2.1 Creating a new Table

Create ' testImport3 ', ' fm1 ', ' fm2 '

2.2 Create the Sample2.csv and upload to HDFs with the content:
Key1 fm1:col1 value1
Key1 Fm1:col2 value2
Key1 Fm2:col1 Value3
Key4 Fm1:col1 Value4

Use the command:

Hadoop jar Bulkloadjob.jar hdfs://msg/sample2,csv hdfs://msg/hfileout testImport3

Note: You can use KeyValue and put in 1.mapper; 2. Note The classpath;3 of the jar package. If Hadoop is ha, you need to use Ha's name, such as our active Namenode name, called msg801, But the nameservice of HA is msg, then the path to HDFs must use HDFS://MSG instead of hdfs://msg801:9000 (why?). )。

The specific error is:

Illegalargumentexception:wrong Fs:hdfs://msg801:9000/hfileout/fm2/bbab9d883a574d518cdcb304d1e681e9, expected: Hdfs://msg

Importtsv&bulkload of HBase Data fast Import

Contact Us

The content source of this page is from Internet, which doesn't represent Alibaba Cloud's opinion; products and services mentioned on that page don't have any relationship with Alibaba Cloud. If the content of the page makes you feel confusing, please write us an email, we will handle the problem within 5 days after receiving your email.

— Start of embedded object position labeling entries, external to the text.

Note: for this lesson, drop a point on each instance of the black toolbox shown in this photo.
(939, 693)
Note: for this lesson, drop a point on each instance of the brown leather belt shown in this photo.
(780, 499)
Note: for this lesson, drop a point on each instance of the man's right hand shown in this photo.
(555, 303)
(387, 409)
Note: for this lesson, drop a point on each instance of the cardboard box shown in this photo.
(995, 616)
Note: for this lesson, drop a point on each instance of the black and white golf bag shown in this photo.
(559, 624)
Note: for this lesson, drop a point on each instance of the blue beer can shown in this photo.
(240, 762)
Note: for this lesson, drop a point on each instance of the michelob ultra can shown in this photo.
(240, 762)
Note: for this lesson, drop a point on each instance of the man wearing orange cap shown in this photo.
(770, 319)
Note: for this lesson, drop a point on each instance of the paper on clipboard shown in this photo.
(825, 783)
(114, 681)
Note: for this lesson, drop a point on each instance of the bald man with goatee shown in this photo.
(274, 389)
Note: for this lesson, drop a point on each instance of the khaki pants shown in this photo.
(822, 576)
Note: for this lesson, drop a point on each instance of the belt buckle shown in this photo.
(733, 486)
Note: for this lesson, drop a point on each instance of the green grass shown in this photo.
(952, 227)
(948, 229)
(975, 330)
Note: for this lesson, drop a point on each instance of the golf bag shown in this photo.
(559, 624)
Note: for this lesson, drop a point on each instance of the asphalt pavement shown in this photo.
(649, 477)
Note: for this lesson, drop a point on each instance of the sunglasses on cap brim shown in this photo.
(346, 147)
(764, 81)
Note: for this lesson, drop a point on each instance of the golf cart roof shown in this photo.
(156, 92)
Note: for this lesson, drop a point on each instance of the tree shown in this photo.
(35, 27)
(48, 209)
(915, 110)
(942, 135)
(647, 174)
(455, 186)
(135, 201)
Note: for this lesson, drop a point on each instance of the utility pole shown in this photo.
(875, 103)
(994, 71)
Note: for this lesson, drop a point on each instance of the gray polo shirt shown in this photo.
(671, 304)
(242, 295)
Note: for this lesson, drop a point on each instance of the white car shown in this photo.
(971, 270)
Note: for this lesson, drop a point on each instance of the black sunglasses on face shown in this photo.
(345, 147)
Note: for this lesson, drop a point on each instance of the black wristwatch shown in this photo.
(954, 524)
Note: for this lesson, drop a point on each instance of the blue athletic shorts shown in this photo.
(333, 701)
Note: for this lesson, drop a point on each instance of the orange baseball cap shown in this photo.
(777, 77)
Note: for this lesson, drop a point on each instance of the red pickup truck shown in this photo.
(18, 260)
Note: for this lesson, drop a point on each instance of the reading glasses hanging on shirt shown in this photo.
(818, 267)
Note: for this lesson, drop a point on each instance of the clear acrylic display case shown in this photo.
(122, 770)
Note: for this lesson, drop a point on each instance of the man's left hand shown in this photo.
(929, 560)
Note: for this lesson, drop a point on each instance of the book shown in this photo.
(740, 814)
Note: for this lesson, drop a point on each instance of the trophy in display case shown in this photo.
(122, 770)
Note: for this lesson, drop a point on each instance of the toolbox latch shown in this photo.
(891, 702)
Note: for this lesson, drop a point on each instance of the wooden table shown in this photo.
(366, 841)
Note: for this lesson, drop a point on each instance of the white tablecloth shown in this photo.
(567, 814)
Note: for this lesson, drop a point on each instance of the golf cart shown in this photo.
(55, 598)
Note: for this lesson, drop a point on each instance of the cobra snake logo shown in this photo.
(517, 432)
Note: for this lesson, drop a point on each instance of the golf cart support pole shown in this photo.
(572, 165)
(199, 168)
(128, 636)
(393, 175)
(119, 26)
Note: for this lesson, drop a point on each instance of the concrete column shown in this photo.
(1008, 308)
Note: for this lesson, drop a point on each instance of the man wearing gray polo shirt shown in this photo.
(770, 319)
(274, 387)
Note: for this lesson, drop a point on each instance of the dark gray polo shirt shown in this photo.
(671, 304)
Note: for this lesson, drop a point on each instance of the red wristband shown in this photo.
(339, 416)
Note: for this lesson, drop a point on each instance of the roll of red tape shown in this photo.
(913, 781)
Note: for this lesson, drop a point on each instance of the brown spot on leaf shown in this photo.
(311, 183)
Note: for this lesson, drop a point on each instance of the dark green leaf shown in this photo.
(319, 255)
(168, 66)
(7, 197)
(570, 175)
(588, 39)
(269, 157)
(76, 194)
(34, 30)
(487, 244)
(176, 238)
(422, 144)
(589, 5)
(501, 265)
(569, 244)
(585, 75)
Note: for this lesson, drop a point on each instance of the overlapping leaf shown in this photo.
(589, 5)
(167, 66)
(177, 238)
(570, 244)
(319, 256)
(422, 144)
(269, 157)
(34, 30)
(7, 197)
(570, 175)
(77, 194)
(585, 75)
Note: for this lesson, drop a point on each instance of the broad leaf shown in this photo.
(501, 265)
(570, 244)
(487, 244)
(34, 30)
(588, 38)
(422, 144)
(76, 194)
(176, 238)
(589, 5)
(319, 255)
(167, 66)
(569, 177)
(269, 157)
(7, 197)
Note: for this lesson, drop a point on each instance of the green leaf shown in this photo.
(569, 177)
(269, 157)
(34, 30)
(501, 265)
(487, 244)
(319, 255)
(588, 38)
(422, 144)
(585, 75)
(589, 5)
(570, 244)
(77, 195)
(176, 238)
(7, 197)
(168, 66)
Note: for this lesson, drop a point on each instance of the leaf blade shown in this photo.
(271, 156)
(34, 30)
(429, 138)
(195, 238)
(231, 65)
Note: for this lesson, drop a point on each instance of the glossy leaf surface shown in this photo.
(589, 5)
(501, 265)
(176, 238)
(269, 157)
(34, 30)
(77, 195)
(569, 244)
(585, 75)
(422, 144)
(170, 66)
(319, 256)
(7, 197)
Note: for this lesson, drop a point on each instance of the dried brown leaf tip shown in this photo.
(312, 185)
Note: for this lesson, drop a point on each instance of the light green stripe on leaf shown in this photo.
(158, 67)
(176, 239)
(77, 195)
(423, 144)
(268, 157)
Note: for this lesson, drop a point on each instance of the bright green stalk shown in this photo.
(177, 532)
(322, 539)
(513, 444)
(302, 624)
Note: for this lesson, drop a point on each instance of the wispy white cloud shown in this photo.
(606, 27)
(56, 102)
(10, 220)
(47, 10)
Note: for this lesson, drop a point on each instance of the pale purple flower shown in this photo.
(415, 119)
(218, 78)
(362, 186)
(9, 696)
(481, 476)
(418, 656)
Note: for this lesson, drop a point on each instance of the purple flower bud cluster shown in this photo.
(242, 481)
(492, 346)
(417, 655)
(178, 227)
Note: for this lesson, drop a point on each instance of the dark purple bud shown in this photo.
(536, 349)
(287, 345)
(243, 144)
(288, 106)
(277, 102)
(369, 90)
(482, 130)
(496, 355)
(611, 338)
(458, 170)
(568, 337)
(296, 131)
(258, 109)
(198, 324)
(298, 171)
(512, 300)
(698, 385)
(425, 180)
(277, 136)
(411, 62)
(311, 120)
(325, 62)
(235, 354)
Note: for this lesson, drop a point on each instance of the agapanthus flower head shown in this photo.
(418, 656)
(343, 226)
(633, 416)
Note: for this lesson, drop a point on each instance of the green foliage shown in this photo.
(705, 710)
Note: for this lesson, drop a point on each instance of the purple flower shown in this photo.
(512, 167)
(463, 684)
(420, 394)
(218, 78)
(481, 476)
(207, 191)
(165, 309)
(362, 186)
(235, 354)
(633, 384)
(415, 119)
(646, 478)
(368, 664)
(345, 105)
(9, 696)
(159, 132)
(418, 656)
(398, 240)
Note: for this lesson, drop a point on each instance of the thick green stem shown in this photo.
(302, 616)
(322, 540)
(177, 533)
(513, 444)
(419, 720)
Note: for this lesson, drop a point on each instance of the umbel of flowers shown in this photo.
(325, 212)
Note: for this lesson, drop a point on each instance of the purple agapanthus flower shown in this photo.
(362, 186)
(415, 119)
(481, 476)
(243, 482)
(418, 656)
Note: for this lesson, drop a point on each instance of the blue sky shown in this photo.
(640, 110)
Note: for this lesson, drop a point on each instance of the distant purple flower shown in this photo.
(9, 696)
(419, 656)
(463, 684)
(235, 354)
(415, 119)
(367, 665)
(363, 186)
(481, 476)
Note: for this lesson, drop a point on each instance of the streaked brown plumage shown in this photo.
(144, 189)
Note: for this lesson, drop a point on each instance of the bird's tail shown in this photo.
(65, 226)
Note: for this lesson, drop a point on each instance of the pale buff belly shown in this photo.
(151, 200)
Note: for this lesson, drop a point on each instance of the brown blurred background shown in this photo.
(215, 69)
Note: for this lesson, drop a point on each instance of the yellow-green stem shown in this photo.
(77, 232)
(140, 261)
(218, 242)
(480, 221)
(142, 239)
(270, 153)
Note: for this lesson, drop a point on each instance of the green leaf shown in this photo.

If you find any instances of plagiarism from the community, please send an email to: info-contact@alibabacloud.com and provide relevant evidence. A staff member will contact you within 5 working days.

A Free Trial That Lets You Build Big!

Start building with 50+ products and up to 12 months usage for Elastic Compute Service

  • Sales Support

    1 on 1 presale consultation

  • After-Sales Support

    24/7 Technical Support 6 Free Tickets per Quarter Faster Response

  • Alibaba Cloud offers highly flexible support services tailored to meet your exact needs.